Setting up the SecureW2 Management Portal

First, contact SecureW2 Support to create an Identity Provider (IDP) in the SecureW2 Management Portal for Google Verified Access. Then, log in to the SecureW2 Management Portal and perform the following steps:

  • Navigate to Device Onboarding > Getting Started. On the Network Profile Generator page, enter values for the given fields to generate a network profile.
    • NOTE: You will be creating an SSID name, even though it will not be used.
    • From the Profile Type drop-down list, select the network profile type.
    • In the SSID text box, type a name for the SSID.
    • From the Security Type drop-down list, select WPA2-Enterprise.
    • From the EAP Method drop-down list, select the authentication framework.
    • From the Policy drop-down list, select DEFAULT.
    • From the Wireless Vendor drop-down list, select a wireless provider.
    • From the Radius Vendor drop-down list, select a RADIUS vendor.
  • Click Create. Your network profile is generated.
  • On the Network Profiles page, click the Edit link for the newly created network profile. The Network Profiles page is displayed.
  • Scroll down to the Networks Settings section and click the Edit link for the newly created network profile.
  • In the TLS Enrollment section, from the Enrollment Type drop-down list, select Cloud.
  • From the Generate Certificate For drop-down list, select:
    • System – If you are enrolling systems for certificates.
    • User – If you are enrolling individual users for certificates.
  • Click Update.
  • On the Network Profile page, click the Advanced tab.
  • Scroll down to the Workflows section and uncheck the following options.
    • Wireless Configuration
    • Wireless Connect
  • Click Update and then click the Republish link on the Network Profile page.
  • In the Re-publish Network Profile pop-up, type the name of the network profile and click
    OK.
  • Go to Policy Management > Authentication and click the Edit link of the authentication policy.
  • Map the IDP that SecureW2 Support created in the Profile policy.
  • Go to Policy Management > User Roles and click Add Role.
  • Type a name and description in the respective fields, and click Save.
  • Click the Conditions tab, and ensure that the user role policy is mapped to the IDP.
  • Go to Policy Management > User Roles and select DEFAULT DEVICE ROLE POLICY.

Configure Google Admin Console for Device Certificate Enrollment

The Google Admin Console allows admins to manage all their Google Workspace services in a central location.

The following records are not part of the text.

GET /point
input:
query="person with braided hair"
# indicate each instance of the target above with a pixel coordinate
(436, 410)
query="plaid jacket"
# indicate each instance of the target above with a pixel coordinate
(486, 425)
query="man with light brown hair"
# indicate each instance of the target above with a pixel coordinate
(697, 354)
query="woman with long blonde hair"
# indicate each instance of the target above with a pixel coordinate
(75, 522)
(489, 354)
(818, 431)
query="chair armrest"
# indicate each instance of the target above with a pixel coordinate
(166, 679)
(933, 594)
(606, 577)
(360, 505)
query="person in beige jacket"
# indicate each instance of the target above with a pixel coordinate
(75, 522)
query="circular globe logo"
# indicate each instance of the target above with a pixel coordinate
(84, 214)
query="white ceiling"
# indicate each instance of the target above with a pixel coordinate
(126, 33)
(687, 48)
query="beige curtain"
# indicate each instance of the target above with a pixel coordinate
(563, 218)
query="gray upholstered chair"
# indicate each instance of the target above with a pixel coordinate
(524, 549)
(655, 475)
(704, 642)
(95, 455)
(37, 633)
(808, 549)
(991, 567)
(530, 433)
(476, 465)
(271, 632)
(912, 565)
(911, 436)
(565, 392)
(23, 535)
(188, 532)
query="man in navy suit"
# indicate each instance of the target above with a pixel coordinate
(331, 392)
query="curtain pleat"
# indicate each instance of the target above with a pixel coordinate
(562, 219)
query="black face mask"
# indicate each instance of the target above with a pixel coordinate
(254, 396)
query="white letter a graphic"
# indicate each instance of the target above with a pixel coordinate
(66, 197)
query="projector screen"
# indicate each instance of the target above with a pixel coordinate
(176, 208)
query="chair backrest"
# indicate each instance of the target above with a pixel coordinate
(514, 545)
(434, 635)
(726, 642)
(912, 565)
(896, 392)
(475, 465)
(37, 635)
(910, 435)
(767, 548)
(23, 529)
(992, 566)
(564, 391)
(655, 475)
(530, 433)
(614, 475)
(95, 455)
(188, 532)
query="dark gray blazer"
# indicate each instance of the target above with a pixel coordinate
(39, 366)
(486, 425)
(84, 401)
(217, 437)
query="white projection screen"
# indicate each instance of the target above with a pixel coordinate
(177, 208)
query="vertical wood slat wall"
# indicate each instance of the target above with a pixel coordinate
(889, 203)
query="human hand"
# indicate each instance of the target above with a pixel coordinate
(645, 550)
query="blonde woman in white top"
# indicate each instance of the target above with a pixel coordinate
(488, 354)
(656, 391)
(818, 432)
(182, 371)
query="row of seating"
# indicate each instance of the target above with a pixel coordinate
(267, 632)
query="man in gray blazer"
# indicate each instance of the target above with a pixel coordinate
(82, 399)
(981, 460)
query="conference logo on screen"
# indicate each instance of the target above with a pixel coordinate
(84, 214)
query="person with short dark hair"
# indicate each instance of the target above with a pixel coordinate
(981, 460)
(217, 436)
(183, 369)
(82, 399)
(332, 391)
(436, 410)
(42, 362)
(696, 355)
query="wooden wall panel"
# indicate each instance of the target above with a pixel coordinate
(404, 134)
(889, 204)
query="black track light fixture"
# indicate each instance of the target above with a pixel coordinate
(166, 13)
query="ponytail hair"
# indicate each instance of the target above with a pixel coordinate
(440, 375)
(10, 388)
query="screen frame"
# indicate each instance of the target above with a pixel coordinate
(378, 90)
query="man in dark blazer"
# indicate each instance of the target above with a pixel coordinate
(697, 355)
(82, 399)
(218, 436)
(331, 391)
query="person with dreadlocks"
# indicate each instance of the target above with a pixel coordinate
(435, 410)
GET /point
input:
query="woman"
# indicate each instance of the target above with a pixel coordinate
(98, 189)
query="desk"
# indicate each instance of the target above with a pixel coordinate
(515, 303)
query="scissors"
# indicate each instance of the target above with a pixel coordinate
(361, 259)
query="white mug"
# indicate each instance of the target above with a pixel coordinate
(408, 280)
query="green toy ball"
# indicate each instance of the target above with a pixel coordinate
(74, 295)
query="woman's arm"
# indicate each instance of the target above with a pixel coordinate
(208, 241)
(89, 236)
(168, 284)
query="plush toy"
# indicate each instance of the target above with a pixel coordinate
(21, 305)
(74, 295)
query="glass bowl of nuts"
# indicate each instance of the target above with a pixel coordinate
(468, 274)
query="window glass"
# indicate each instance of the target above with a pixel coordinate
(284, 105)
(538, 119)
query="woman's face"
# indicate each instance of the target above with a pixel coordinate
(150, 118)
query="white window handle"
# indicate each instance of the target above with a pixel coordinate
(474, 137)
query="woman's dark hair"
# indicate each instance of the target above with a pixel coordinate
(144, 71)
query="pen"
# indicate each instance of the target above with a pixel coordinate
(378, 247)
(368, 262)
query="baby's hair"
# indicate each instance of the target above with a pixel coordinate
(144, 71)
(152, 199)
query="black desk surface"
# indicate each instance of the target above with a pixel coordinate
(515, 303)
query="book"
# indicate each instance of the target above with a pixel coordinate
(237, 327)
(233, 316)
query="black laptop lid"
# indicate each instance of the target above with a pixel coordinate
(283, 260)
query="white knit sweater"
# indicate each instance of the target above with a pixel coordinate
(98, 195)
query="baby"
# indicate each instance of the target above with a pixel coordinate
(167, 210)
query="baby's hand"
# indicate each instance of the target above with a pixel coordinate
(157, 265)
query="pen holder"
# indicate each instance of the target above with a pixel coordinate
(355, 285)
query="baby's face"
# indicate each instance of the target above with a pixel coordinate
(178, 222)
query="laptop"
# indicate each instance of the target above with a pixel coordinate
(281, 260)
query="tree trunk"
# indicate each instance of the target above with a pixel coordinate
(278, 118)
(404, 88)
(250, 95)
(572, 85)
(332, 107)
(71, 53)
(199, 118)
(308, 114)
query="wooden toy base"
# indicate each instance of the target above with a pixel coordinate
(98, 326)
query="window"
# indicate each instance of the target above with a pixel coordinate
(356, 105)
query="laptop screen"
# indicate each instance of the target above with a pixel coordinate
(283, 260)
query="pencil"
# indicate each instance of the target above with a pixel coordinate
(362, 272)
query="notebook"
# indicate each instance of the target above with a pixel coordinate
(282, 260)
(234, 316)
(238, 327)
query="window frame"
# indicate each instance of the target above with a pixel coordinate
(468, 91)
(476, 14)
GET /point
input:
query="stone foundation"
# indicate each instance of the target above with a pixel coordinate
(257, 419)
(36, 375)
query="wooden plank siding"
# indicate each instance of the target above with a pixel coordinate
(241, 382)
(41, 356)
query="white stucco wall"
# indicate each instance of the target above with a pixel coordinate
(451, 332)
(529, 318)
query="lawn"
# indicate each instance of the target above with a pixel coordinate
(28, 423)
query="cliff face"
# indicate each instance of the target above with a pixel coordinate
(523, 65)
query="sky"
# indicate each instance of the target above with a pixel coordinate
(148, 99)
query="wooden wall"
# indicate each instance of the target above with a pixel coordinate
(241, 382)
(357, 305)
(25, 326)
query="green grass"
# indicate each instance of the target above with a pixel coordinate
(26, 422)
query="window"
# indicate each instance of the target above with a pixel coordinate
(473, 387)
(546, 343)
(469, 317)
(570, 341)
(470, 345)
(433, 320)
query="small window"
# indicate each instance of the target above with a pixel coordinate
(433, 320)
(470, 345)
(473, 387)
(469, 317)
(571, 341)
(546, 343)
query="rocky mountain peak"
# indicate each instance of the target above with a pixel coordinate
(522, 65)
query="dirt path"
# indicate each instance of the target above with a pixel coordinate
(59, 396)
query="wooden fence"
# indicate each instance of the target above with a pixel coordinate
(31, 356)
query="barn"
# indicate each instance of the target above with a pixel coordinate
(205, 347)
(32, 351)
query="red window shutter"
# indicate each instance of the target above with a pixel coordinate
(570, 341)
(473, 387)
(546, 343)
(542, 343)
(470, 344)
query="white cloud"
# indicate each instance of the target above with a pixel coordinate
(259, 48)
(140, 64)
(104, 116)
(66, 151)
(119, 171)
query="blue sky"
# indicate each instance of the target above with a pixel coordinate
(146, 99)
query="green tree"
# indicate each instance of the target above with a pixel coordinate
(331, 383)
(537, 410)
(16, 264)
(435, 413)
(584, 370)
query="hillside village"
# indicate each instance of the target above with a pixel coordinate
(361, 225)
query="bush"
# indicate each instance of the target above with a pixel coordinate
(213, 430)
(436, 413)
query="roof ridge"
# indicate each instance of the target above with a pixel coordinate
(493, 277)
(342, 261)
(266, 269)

Here you will configure access for device certificate enrollment. Once configured, Chromebooks with verified access tokens will be able to enroll for certificates with no interaction from the end user.

Granting Permission for the SecureW2 Service Account for Google Chrome Verified Access

The SecureW2 service account is used to validate the verified access token (sent by the Chromebooks during enrollment) against Google to confirm if the identity matches the token; based on the results, it proceeds to the next step in enrollment.

  • To provide access to the service account for device certificate enrollment, navigate to Device Management -> Chrome -> Management -> Device Settings -> Enrollment & Access -> Verified Access.
  • For the Verified access field, from the drop-down list, select Enable for content protection.
  • For the Verified mode field, from the drop-down list, select Require verified mode boot for verified access.
  • For the Services with full access field, type the following email: securew2-verified-access@sw2joinnow.iam.gserviceaccount.com.
  • To provide access to the service account for user certificate enrollment, go to Devices > Chrome > Settings > Device > USER & BROWSER SETTINGS > User verification.
  • For the Verified Mode field, from the drop-down list, select Require verified mode boot for Verified Access.
  • For the Service accounts field, type the following email: securew2-verified-access@sw2joinnow.iam.gserviceaccount.com

Create JSON Certificate Enrollment Config

In the next section below, you will need to upload a JSON configuration file to the Google Admin Console. Please reach out to SecureW2 support during this stage, and they will provide you with the JSON file required.

Sample File:

{

“EnrollmentURL”: {

“Value”: “https://pki-services.securew2.com/enroll/<WORKFLOW_ID>”

},

“DeviceCertificate”: {

“Value”: true

},

“RenewWindowDays”: {

“Value”: 30

},

“MetaConfigInfo”: {

“Value”: {

“organizationId”: “<ORG_ID>”,

“profileId”: “<PROFILE_UUID> “

}

}

}

Configuring the JoinNow MultiOS Extension from the Google Admin Console

The SecureW2 JoinNow MultiOS extension must be installed on the Chromebooks so they can enroll for certificates. Here, we will configure the Google Admin Console to install the extension to the Chromebooks.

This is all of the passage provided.